C.     Model-Model Alternatif Penyelesaian Sengketa (ADR)
             Perlu kita ketahui bahwa dalam alternatif penyelesaian sengketa ada model-model (bentuk-bentuk) yang termasuk dalam ADR, diantaranya negosiasi, mediasi, arbitrase, konsiliasi, konsultasi dan sebagainya. Sebenarnya banyak pembahasan mengenai model-model alternatif penyelesaian sengketa, dalam pembahasan ini hanya menekankan secara umum tentang negosiasi, mediasi, dab arbitrase, karena hal ini hanya sebagai pengantar. Mungkin seringkali kita juga mengenal adanya kompromi, kooperatif dan sebagainya. Beberapa model alternatif penyelesaian sengketa yaitu sebagai berikut.

a.       Negosiasi
Secara epistemologi, negosiasi sering dianggap sepadan dengan istilah “berunding”, “bermusyawarah”, atau “bermufakat”. Kata negosiasi berasal dari bahasa Inggris “negosiation” yang berarti perundingan. Orang yang melakukan perundingan dinamakan dengan negosiator. Negosiasi dapat diartikan sebagai berikut:
1.      Proses tawar-menawar dengan jalan berunding untuk memberi atau menerima guna mencapai kesepakatan yang sama antara satu pihak (kelompok atau organisasi) dan pihak (kelompok atau organisasi) yang lain.

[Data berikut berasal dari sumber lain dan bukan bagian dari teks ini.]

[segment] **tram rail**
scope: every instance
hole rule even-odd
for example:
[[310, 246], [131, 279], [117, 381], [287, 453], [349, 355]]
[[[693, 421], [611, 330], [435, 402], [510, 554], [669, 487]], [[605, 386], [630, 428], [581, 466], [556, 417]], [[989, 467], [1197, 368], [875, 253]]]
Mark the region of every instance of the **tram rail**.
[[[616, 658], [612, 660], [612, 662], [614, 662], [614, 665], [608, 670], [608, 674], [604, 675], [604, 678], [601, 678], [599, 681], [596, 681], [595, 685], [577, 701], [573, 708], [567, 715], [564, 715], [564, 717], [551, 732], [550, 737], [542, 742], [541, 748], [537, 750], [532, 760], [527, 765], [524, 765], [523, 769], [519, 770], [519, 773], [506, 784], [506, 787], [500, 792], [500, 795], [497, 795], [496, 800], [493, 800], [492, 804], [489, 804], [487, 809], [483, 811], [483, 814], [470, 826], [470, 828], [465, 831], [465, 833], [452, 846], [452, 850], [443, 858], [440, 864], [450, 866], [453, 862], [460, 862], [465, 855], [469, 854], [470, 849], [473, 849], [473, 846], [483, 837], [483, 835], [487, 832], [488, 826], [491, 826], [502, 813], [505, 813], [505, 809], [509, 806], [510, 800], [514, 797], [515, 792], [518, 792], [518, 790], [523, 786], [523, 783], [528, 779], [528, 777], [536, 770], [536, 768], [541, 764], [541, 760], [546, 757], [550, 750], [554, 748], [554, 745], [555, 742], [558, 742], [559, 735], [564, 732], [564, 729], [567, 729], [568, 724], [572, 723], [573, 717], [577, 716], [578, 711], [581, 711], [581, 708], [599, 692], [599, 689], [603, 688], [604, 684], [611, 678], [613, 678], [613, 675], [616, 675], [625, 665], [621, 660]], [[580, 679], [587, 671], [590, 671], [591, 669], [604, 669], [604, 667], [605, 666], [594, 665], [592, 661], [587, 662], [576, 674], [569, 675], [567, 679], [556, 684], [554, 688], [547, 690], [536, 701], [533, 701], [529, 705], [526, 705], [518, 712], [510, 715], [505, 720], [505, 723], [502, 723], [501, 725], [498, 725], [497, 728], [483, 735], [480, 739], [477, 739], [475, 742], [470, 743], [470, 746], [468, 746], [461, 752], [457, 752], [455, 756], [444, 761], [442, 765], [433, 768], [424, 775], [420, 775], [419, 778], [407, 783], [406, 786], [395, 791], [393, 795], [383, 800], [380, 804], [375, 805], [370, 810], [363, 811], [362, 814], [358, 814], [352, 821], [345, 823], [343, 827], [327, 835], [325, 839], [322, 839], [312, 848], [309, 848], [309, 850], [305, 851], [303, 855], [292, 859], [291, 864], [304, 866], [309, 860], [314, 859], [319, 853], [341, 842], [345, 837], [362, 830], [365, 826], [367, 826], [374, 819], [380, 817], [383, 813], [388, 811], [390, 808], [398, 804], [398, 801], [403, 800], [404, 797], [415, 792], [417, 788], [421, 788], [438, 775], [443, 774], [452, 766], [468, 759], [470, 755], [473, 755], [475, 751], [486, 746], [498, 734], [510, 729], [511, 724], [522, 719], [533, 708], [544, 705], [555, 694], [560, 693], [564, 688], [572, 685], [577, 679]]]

2.      Penyelesaian sengketa secara damai melalui perundingan antara pihak-pihak yang bersengketa.[12]
Secara terminologis, negosiasi yang dikemukakan oleh Goodpaster (1993: 5) merupakan proses upaya untuk mencapai kesepakatan dengan pihak lain, suatu proses interaksi dan komunikasi yang dinamis dan beraneka ragam, dapat lembut dan bernuansa, sebagaimana manusia itu sendiri.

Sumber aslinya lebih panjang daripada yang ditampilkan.